Ministers in the coronavirus cabinet unanimously voted this week to limit public gatherings to 50 people and chopped the capacity of people at event halls to 100 people — down from 250 for indoor venues. These new guidelines will continue through July 31 unless extended.

This limit affects places of worship including synagogues, mosques and churches.

Israel has recorded 319 deaths from COVD-19 and nearly 24,000 cases — 17,114 of which have recovered. Some 46 people are in serious condition, with 24 on ventilators. The number of cases soared since the government reopened the economy and schools in May.

Prime Minister Benjamin Netanyahu promised government compensation for the sectors hurt by the new restrictions.

“The promised money will get to the people, and we will introduce innovative plans to keep our economy moving forward,” Netanyahu said. 

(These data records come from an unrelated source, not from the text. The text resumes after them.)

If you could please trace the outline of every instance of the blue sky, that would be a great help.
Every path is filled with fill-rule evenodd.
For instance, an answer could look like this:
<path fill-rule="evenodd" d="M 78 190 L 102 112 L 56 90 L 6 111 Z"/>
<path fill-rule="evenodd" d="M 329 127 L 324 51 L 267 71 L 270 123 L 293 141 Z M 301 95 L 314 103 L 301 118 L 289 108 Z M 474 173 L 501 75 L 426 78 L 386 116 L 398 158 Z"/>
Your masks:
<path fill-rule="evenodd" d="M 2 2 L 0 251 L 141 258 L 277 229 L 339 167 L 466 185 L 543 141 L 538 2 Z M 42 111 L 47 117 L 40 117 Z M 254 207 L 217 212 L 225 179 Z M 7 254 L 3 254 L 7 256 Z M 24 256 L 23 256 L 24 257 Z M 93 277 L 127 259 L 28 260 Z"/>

The country is still closed to foreigners, and the shutdown is crippling the tourism industry. Opposition leader Yair Lapid criticized the government for failing to address the economic ramifications of its restrictions.

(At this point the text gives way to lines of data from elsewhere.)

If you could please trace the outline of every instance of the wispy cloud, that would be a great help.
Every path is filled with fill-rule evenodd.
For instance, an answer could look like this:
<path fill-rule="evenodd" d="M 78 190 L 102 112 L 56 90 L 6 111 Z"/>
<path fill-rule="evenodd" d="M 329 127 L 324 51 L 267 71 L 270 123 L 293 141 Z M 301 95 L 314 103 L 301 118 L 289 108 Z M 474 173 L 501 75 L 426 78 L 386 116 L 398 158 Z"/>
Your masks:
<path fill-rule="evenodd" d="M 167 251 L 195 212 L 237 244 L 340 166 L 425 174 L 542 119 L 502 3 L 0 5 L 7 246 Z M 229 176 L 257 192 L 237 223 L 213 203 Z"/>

“There isn’t a compensation framework for small businesses, there isn’t a plan to get people back to work, and unemployment rates in Israel are among the highest in the world,” Lapid said. “A few weeks ago, the prime minister said, ‘The whole world is learning from us how to manage the corona crisis.’ Everyone was very impressed, except the world. Because the rest of the world understands that there is a difference between talking and managing a crisis. They’re not impressed by speeches, they’re working with facts.”

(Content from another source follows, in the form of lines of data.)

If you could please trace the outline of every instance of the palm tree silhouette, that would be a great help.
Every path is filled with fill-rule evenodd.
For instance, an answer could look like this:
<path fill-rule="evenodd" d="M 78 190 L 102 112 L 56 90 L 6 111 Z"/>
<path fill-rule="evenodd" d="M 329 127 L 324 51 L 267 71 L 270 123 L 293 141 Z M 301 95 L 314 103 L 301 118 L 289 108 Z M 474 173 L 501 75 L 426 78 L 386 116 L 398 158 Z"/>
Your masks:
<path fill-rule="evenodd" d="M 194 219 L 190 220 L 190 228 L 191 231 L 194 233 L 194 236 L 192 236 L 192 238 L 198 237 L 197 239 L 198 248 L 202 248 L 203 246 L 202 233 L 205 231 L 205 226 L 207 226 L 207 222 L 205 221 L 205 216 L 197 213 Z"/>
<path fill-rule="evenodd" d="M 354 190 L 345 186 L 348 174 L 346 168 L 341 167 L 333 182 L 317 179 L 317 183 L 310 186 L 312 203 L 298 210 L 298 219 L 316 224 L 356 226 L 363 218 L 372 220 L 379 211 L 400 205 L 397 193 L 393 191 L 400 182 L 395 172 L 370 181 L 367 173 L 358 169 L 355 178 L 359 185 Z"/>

A poll on Sunday showed that 85 percent of the public are worried about their economic future.

“The rest are all members of the government,” Lapid noted dryly.

As the European Union opens its borders, Israel is marked as a red country meaning Israelis won’t be allowed to travel there freely.

“A red country is one that isn’t effectively managing the corona crisis,” he said. “Instead of managing the crisis they created the largest, most bloated government in the history of Israel.”